No coaches for collaboration
Here’s the real kicker: learning how to collaborate, while being given a safe space to explore. All of this supported by coaches instead of being controlled by supervisors. Currently we can broadly differentiate three types of leaders: those who do not see developing collaboration as part of their role and have little to no experience in cultivating genuine collaboration within their teams;
those who would like to develop collaboration but are themselves without support to evolve into the role of a coach; and finally those, definitely a minority, who have embarked on this journey but are facing headwinds from the organization in terms of its structures and policies.
Imagine this scenario: a soccer team hires a new managing director, and the board invests heavily in a top-tier stadium with all the bells and whistles, plus invests heavily in new players. Does that change the way the team plays? Most likely not.
The team would need to invest in learning to play a new way—with training, coaching and practice. This is the essential work that makes any change sustainable. It’s a no-brainer in sports, as we might assume that the coach already understands his or her role accordingly. But this kind of investment in learning is often ignored by companies.
Ready to play
Consider this: if you suggested that employees devote just 5 per cent of their time to improving how they work together—about two hours a week or a day a month—most executives would likely consider that a waste of time. Yet, if a soccer team spent fewer than 100 hours a year on training, people would call it bizarre or even insane.
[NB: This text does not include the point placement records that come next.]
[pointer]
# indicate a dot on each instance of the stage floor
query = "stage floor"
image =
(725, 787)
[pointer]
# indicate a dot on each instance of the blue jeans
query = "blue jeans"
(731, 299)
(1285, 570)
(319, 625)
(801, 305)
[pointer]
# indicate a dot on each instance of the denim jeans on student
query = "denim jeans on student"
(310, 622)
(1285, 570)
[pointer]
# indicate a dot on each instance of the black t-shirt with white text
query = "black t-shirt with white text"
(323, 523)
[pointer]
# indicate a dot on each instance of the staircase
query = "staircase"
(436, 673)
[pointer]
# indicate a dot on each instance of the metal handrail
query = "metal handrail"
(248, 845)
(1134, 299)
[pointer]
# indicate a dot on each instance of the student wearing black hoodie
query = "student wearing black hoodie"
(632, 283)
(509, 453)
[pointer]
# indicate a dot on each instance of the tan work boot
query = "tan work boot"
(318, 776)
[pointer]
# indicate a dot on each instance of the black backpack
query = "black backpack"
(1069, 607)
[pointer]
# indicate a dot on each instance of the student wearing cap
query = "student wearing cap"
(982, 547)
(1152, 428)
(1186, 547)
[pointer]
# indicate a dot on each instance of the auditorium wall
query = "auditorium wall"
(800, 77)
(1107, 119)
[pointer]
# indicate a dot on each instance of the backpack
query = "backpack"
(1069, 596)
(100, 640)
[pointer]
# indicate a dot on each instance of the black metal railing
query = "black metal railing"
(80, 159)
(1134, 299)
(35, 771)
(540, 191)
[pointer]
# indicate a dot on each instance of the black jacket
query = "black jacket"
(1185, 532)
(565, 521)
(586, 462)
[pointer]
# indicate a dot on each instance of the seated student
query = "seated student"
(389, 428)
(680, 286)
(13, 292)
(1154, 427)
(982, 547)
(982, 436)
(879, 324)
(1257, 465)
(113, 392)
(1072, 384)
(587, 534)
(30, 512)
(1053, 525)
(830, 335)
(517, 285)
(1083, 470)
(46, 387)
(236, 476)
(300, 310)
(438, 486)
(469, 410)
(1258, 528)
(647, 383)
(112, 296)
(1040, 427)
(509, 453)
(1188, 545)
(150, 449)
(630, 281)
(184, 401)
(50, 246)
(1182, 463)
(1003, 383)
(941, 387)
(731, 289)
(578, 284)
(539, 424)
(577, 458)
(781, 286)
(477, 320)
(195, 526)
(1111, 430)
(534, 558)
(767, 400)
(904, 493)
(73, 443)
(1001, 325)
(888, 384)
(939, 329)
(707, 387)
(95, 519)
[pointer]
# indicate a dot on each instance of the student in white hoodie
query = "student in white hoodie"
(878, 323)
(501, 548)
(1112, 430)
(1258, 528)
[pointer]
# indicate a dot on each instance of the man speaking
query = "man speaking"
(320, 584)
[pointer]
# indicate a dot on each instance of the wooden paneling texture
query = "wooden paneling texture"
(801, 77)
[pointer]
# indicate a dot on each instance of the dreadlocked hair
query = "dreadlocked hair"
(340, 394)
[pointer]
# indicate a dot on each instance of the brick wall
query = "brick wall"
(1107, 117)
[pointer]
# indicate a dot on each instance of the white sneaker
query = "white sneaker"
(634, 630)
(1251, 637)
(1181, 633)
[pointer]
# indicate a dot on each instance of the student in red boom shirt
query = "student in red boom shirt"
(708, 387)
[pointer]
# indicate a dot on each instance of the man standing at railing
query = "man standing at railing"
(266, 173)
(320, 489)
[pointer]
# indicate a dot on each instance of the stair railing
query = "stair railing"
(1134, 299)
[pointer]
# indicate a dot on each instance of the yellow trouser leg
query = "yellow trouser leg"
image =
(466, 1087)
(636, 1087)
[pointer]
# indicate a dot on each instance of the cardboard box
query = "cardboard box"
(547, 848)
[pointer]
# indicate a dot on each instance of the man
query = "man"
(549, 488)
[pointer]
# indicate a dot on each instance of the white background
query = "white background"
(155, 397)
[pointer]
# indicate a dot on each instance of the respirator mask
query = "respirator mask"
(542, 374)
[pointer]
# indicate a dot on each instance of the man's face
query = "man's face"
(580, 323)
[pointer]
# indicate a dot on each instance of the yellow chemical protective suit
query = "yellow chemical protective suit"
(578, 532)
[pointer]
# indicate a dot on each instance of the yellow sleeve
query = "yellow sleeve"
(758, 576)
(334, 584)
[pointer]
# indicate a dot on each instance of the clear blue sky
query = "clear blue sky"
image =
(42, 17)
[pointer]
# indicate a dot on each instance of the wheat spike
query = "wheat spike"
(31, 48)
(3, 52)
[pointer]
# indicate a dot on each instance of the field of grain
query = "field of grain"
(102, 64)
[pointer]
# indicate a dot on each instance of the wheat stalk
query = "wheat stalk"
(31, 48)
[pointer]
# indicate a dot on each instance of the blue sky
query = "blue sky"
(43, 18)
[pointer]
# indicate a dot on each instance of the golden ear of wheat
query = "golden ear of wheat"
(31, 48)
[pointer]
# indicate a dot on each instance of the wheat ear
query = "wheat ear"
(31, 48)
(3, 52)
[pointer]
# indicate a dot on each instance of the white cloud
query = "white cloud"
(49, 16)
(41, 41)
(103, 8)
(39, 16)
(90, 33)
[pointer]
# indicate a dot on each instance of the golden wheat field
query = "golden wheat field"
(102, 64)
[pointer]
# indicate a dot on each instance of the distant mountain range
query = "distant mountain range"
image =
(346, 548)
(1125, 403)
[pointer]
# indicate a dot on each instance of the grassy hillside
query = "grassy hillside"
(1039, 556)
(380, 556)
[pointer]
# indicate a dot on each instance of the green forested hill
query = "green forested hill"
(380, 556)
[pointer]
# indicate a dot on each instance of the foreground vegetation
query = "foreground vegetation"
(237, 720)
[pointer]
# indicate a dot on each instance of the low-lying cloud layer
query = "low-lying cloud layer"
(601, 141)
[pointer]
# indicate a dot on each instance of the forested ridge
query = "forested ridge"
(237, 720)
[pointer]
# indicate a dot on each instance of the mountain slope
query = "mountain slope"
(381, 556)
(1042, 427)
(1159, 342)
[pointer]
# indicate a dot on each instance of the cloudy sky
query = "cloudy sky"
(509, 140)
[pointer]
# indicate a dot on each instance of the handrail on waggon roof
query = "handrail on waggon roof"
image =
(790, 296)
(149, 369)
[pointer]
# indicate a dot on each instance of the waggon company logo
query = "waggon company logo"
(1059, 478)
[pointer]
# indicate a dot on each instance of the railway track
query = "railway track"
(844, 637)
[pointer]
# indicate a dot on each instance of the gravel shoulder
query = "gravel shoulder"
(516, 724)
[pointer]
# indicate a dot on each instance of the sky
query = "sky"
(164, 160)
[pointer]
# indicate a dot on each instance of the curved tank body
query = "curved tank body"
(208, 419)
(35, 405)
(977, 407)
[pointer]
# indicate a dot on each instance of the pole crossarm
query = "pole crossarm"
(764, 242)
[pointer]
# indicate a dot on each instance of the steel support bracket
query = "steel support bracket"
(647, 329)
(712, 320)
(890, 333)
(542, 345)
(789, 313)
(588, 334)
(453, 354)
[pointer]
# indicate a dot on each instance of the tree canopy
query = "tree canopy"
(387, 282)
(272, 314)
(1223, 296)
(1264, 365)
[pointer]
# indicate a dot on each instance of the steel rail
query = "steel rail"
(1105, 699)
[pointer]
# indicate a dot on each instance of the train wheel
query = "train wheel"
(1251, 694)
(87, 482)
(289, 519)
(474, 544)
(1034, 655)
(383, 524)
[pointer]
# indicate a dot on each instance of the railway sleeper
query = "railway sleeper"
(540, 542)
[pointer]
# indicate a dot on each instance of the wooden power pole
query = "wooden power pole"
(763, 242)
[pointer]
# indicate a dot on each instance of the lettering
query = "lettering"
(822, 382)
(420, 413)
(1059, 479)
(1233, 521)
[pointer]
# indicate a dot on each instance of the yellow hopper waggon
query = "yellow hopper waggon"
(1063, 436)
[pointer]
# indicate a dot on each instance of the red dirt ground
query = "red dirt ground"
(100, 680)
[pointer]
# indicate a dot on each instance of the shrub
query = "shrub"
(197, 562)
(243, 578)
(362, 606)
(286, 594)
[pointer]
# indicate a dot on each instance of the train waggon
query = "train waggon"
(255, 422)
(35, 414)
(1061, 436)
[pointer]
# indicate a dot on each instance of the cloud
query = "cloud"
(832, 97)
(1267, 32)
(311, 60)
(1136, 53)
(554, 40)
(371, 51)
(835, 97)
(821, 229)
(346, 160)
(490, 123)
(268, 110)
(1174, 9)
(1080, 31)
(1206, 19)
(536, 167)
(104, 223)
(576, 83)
Add to this the reality that an organisation might only have a small percentage of leaders who can embody the role of a coach needed to help find a way into collaboration, and there might be all kinds of obstacles on the field that make it harder to move forward. To use the sporting analogy, we need to level the playing field and have coaches ready to help the team play in a collaborative way.
Growing and evolving
As a thought starter on what leadership might mean now, it is worth reminding ourselves how the American systems thinker and scientist Peter Senge described the leader’s role. Senge referred to a leader as a designer, coach and steward, later morphing the steward into a teacher or a gardener.
So, the leaders’ role is all about creating a safe space for collaboration (consider the soccer field with all kinds of obstacles which need to be removed to allow for a smooth play); helping the team learn new ways of doing things; and maybe the hardest part of all, providing a greenhouse for new ways of working to emerge. Consider a leader as someone taking the heat so that the process of growing and evolving is not interrupted all the time.
But we’re not done yet, because this is where it gets even more complicated. We’re not talking about stable, well-oiled machine-like organisations here. We’re talking about disruptive times with AI and other innovations driving major shifts in the way we work. So, yes, coming back to the office as a reason to learn and practice a new way of working might make good sense – provided you have the coaches ready, the obstacles to collaboration identified, and the decision-makers prepared to tackle them.
This does not mean that people need to be onsite all the time. Just as athletes can go to the gym themselves wherever they are, so employees don’t need to be at it at the same time in the same place all the time. The most important thing is to devote time to learning the new way of playing the game.